The first step is getting those areas of the country that really need programs to actually apply and get the money. we  need to [encourage states] like Texas, Florida, and places where the health departments haven’t been able to step up because of local politics, and have them move into the position where they’re able to implement syringe exchange programs. States like California, New York, Washington, Oregon, Massachusetts —that already have government-supported syringe exchange.—are going to be the ones to take advantage of federal money to expand the programs.

Secondly, I think [we should not] over-regulating something that should be really simple. The issue really is that drug users end up sharing equipment because there aren’t enough syringes in circulation. So the bottom line is, you need to get syringes into the drug using population, and you don’t want to over-regulate that by putting restrictions on the programs.
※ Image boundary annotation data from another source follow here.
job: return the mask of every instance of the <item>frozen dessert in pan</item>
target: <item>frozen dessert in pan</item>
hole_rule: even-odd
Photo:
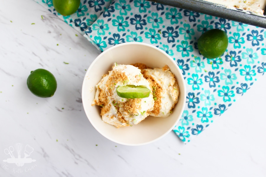
[[[264,16],[263,13],[266,6],[265,0],[203,0],[223,5],[228,9],[241,9],[263,16]]]

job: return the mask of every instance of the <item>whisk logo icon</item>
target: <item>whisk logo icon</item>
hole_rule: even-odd
[[[28,158],[33,152],[34,149],[29,145],[26,145],[24,149],[23,148],[23,144],[17,143],[15,146],[15,148],[11,146],[8,149],[5,149],[5,153],[7,155],[9,155],[11,158],[3,160],[3,161],[9,163],[14,163],[18,167],[22,167],[25,163],[35,162],[36,160],[33,159],[31,158]],[[15,151],[15,148],[17,154],[17,158],[15,157],[13,153]],[[23,155],[23,154],[24,156],[22,158],[21,155]]]

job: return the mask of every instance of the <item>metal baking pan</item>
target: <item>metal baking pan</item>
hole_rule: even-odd
[[[266,17],[228,9],[200,0],[149,0],[173,7],[266,28]],[[266,9],[264,10],[265,15]]]

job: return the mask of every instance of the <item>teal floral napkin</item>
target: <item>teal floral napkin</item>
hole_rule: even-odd
[[[51,0],[35,0],[102,51],[136,41],[151,44],[171,56],[186,84],[186,104],[173,130],[185,143],[222,115],[266,72],[266,30],[263,28],[144,0],[85,0],[68,17],[55,11]],[[199,52],[197,41],[203,32],[214,28],[225,31],[229,44],[222,56],[210,59]]]

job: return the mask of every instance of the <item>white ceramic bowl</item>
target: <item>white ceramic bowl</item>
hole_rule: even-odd
[[[169,117],[149,116],[137,125],[117,128],[104,122],[100,115],[100,106],[92,106],[96,91],[95,85],[103,75],[112,70],[115,62],[120,64],[137,63],[152,68],[167,65],[174,74],[179,86],[178,102]],[[122,145],[138,145],[154,142],[169,133],[180,119],[186,103],[186,87],[181,71],[174,61],[164,51],[150,45],[138,42],[115,45],[101,53],[87,71],[82,89],[82,102],[86,115],[93,126],[107,139]]]

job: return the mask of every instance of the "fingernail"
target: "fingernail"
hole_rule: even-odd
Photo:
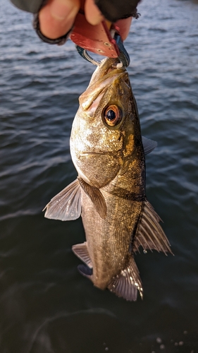
[[[50,12],[54,18],[58,20],[63,20],[69,16],[73,10],[73,7],[70,1],[56,0],[52,1],[50,6]]]

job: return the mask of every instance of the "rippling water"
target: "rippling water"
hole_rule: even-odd
[[[81,276],[80,220],[44,218],[72,181],[69,137],[94,67],[40,42],[31,15],[0,0],[0,352],[198,352],[198,3],[144,0],[125,47],[147,157],[147,193],[175,256],[142,252],[130,303]]]

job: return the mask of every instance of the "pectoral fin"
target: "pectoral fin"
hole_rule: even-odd
[[[149,138],[142,136],[144,155],[148,155],[157,146],[157,143]]]
[[[134,250],[138,251],[142,246],[144,250],[154,249],[171,253],[170,244],[167,239],[159,222],[161,218],[148,201],[144,201],[142,218],[138,227],[137,234],[134,241]]]
[[[130,258],[127,268],[113,280],[108,289],[118,297],[131,301],[137,299],[138,289],[142,298],[142,282],[133,258]]]
[[[45,206],[44,217],[53,220],[76,220],[81,213],[81,191],[78,180],[70,184]]]
[[[107,212],[106,205],[104,196],[99,189],[86,183],[85,180],[80,178],[80,176],[78,176],[78,179],[84,191],[87,193],[94,205],[96,210],[99,214],[100,217],[104,219],[106,218]]]
[[[74,253],[82,261],[83,261],[89,268],[92,268],[92,261],[89,257],[89,254],[88,252],[87,241],[85,241],[82,244],[78,244],[73,245],[72,247],[72,250]]]

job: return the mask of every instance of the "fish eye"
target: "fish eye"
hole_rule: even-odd
[[[115,126],[122,120],[121,109],[116,104],[106,107],[103,112],[103,119],[109,126]]]

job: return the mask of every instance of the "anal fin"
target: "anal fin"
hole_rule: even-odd
[[[142,218],[137,229],[137,233],[133,243],[133,251],[139,251],[139,246],[144,250],[156,250],[171,253],[170,244],[167,239],[159,222],[161,221],[154,208],[147,200],[144,201]]]
[[[142,281],[133,258],[130,259],[126,268],[113,279],[111,283],[108,286],[108,289],[118,297],[122,297],[131,301],[137,299],[138,289],[142,298]]]
[[[87,241],[85,241],[82,244],[73,245],[72,250],[75,255],[86,263],[89,268],[92,268],[92,263],[88,252]]]

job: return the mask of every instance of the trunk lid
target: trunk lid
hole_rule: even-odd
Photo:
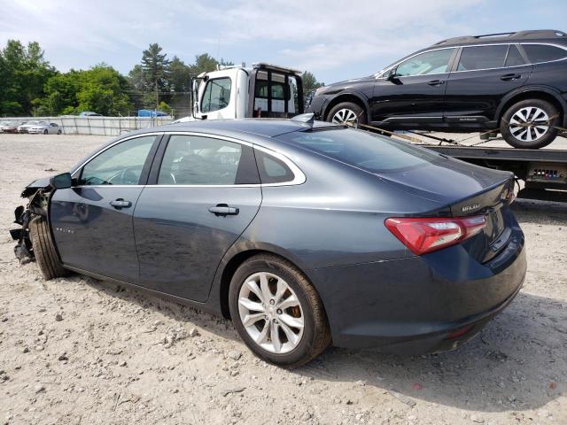
[[[485,215],[486,226],[478,235],[462,243],[479,262],[486,262],[506,246],[509,228],[509,191],[514,188],[513,174],[471,166],[447,158],[409,170],[377,174],[400,189],[439,205],[434,212],[416,211],[416,216],[453,217]]]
I think the newer programs or emerging programs really need to look at the success of programs that have run for a long time and do what they’ve done as opposed to reinventing the wheel. There needs to be a concerted effort to look at what has worked in the past and make sure [those lessons are applied] in new and emerging programs.

Is there anything else POZ readers need to know about this bill and how it relates to them?

The game’s not over yet, even though this amendment is floating around. We really have to hope that the conference committee actually does the right thing. They’ve taken this move, to get it so far. Let’s hope that they follow through on this commitment because this is the time to do it. We’ve waited 20 years and they really need to follow the science at this point.